Così i bagagli si perdono.
E nel bagaglio di un supereroe non sai mai cosa ci puoi trovare, perché esiste un’apparecchiatura – che ancora non è entrata nel circuito distributivo delle fiere del benessere e che solo Orson possiede in concessione esclusiva – che oltre a miracolare l’aura, liofilizza le energie.
Tequila aveva liofilizzato le sue e le aveva messe in valigia, per tirarle fuori al momento buono.
Siccome vagava, e le piace farlo leggera, nella valigia ci aveva anche liofilizzato un altro centinaio di cose: i suoi quartetti, i suoi agenti, le sale teatrali, la voce. Gli amici, i contatti di lavoro, le idee.
Mica poco.
Ma a volte i bagagli si perdono, si dice, soprattutto se stanno sul tetto di un bus che viaggia seguito da degli asini in via di estinzione che trasportano altri bagagli e i passeggeri poco paganti.
Che nel mondo poi, una nazione decida per un presidente di colore diverso, sai che ti cambia a te quando affoghi in un 100% di umidità, a 50 gradi.
Per dirla secca il bagaglio era andato e Tequila non aveva più un lavoro, né una professione.

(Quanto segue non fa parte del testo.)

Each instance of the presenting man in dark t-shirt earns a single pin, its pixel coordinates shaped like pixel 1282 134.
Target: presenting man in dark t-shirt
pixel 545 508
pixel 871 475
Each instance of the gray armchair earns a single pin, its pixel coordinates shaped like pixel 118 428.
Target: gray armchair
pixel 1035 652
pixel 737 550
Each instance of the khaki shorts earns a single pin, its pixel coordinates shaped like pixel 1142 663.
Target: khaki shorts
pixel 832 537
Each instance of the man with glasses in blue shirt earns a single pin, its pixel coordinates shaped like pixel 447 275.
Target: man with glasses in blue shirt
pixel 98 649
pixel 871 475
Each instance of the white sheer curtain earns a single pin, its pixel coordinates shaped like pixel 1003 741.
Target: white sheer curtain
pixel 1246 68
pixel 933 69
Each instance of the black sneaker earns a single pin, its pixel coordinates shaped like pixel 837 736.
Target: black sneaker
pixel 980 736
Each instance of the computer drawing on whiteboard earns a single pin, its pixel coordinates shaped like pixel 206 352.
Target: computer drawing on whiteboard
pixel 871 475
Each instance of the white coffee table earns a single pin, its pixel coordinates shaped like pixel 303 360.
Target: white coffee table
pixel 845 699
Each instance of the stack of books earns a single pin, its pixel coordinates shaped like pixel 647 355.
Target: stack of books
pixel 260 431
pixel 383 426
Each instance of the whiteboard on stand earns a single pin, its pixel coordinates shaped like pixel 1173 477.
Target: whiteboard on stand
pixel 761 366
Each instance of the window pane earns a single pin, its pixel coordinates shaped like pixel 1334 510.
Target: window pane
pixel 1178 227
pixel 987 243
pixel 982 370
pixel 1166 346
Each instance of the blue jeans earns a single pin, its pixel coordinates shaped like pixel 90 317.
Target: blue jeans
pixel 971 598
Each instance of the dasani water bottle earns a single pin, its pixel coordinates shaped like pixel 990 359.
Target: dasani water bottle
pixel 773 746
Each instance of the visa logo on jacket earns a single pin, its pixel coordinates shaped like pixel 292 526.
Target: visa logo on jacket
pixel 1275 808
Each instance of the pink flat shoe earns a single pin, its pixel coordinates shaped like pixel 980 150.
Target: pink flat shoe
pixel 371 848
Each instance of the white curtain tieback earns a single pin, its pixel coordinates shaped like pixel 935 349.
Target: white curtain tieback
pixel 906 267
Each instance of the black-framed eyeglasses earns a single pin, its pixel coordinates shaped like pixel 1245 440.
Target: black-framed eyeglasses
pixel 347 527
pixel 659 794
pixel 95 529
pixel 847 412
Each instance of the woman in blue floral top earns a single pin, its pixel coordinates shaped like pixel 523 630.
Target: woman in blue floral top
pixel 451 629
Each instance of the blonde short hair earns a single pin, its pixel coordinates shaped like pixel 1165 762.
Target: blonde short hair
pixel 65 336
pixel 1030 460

Se ne accorse una volta scesa al capolinea, ma soltanto dopo il cappuccino.
E anche dopo l’sms di un certo Wulf che scriveva in inglese con accento tedesco e a cui lei aveva voluto rispondere in francese con accento arabo. Si era così perso tempo prezioso, anche determinante, volendo.
Il SMS trattava di complimenti sulle sue doti artistiche, ma il fatto era che anche quelle stavano liofilizzate nel bagaglio e quindi si stava parlando di roba che al momento non era reperibile.
Tequila chiamò Rajban da un paese che non era segnato sulle carte geografiche e non aveva una rete idrica, ma ospitava la più tosta jam session del mondo: sulla sabbia intarsiata di cemento, con il Mojto caldo offerto dalla casa: «Colonex! Non tutte le uova escono dal buco: accendi un lumino di crema di carota perché qua è successo un casino. Per la crema di carota devi tagliare le carote in pezzi quadrati, usa il coltello di ceramica che ti ho regalato nel 2005 e che dovrebbe essere nel cassetto dei maglioni, fai bollire con qualche ciuffo di bardana, basilico, agrifoglio e farina di cocco, scola lentam… »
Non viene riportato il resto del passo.